Tuesday, October 2, 2012

6:50 AM

Why Getting Read Could Improve Your Authorship Rank?


After long time Google disclosed an authorship benefit. Now Google has confirmed that there’s a hidden benefit while using an authorship in website or blog. Suppose a user returns to the search outcomes after reading an author-tagged search result for a limited period of time, Google will add three extra links to same articles from the same author below the originally clicked link.

Say what?


Suppose I click via on that search queries’ and read the article, then use my browser’s Back button after a certain amount of time has passed, Google will add a new “More by Matt McGee” pointed along with 3 more links to articles that he has written on Marketing Land. Here’s how that seems:

If anybody uses the back button too rapidly, you won’t see the additional links. Google is evaluating time on site to determine if it thinks you loved the article, and if you pass the time threshold, the additional links will display up.

Now everyone’s is asking about how much time we have to pass on any website? Google denied to tell us, but depends on my testing; the magic number is 2 minutes.

Authorship Bounce by Publisher/Author

I have added some visual which will help you out to understand the authorship benefits.
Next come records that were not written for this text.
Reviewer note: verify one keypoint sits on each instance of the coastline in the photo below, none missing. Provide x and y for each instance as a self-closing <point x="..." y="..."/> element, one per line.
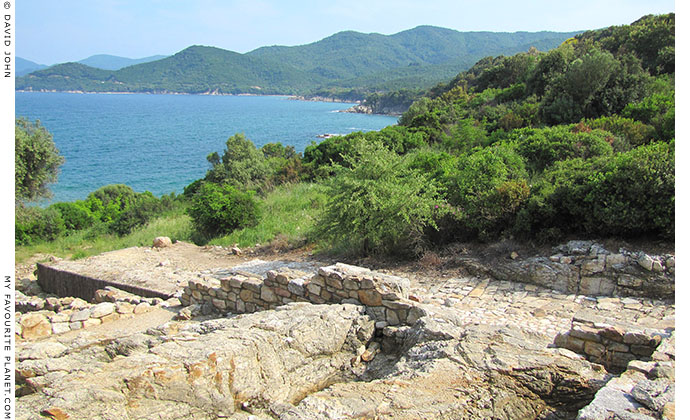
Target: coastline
<point x="357" y="108"/>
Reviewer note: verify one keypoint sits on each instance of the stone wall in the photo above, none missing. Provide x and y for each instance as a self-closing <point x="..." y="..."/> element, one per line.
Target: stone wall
<point x="611" y="346"/>
<point x="67" y="283"/>
<point x="38" y="317"/>
<point x="587" y="268"/>
<point x="386" y="297"/>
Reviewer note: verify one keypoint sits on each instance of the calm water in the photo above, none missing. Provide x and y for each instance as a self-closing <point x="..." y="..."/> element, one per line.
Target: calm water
<point x="159" y="143"/>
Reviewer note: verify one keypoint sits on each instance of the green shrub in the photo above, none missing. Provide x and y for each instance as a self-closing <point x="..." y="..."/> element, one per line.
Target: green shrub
<point x="34" y="224"/>
<point x="541" y="148"/>
<point x="242" y="164"/>
<point x="634" y="132"/>
<point x="378" y="204"/>
<point x="138" y="213"/>
<point x="629" y="194"/>
<point x="75" y="215"/>
<point x="106" y="203"/>
<point x="220" y="209"/>
<point x="488" y="187"/>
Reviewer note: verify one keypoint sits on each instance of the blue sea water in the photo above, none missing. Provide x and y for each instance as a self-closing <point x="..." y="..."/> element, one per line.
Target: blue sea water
<point x="159" y="143"/>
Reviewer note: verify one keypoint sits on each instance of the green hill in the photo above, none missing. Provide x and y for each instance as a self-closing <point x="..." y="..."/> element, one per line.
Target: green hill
<point x="24" y="66"/>
<point x="416" y="58"/>
<point x="113" y="62"/>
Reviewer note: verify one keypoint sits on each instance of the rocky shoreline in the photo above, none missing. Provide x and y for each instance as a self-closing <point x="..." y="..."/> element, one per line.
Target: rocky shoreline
<point x="477" y="347"/>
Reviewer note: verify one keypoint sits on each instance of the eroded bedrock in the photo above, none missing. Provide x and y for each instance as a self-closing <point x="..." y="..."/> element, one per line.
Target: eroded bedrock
<point x="305" y="361"/>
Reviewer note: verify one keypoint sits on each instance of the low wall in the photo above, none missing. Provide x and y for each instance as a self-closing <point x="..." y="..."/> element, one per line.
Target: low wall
<point x="386" y="297"/>
<point x="611" y="346"/>
<point x="587" y="268"/>
<point x="66" y="283"/>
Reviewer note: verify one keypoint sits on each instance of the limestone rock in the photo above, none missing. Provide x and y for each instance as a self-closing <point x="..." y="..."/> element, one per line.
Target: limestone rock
<point x="35" y="325"/>
<point x="102" y="309"/>
<point x="162" y="242"/>
<point x="207" y="370"/>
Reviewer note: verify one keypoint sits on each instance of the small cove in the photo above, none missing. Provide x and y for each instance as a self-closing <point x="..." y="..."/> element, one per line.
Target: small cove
<point x="159" y="143"/>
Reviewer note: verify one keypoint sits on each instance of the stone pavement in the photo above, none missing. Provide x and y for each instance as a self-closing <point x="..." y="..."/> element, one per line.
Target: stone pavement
<point x="535" y="309"/>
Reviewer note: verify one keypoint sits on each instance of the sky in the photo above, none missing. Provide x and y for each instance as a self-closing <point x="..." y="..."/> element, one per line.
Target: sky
<point x="50" y="31"/>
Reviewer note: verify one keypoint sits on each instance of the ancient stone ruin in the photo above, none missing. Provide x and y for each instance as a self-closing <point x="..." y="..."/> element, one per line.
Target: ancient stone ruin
<point x="266" y="340"/>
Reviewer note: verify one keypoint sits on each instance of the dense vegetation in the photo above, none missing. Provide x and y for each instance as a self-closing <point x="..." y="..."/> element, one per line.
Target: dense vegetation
<point x="539" y="145"/>
<point x="345" y="64"/>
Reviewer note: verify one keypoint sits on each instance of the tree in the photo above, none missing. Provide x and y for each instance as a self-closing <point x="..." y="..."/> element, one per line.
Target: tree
<point x="242" y="164"/>
<point x="36" y="161"/>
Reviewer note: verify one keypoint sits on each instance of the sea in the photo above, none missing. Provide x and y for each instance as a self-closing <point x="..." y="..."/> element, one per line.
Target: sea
<point x="159" y="143"/>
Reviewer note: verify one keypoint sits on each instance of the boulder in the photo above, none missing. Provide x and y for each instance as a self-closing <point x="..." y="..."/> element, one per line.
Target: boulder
<point x="162" y="242"/>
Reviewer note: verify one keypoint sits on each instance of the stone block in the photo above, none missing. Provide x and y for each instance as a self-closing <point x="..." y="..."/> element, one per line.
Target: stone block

Google Authorship Benefits Barry Schwartz
Google Authorship Benefits
Google Authorship Benefits1

Google did, however, affirm that this is part of the authorship feature:
If a user visits an article by an author and it seems like they’d be interested in finding more articles by this author, when they click the “Back” button to return to the results page, we’ll show more results by that author.
AJ said on a Google+ post:
The instructions to trigger this new Authorship result are to search for a specific term (usually a combination of topic with an author or publisher), click through on the first result, stay on that destination page for five or ten minutes and then use the back button to return to the SERP.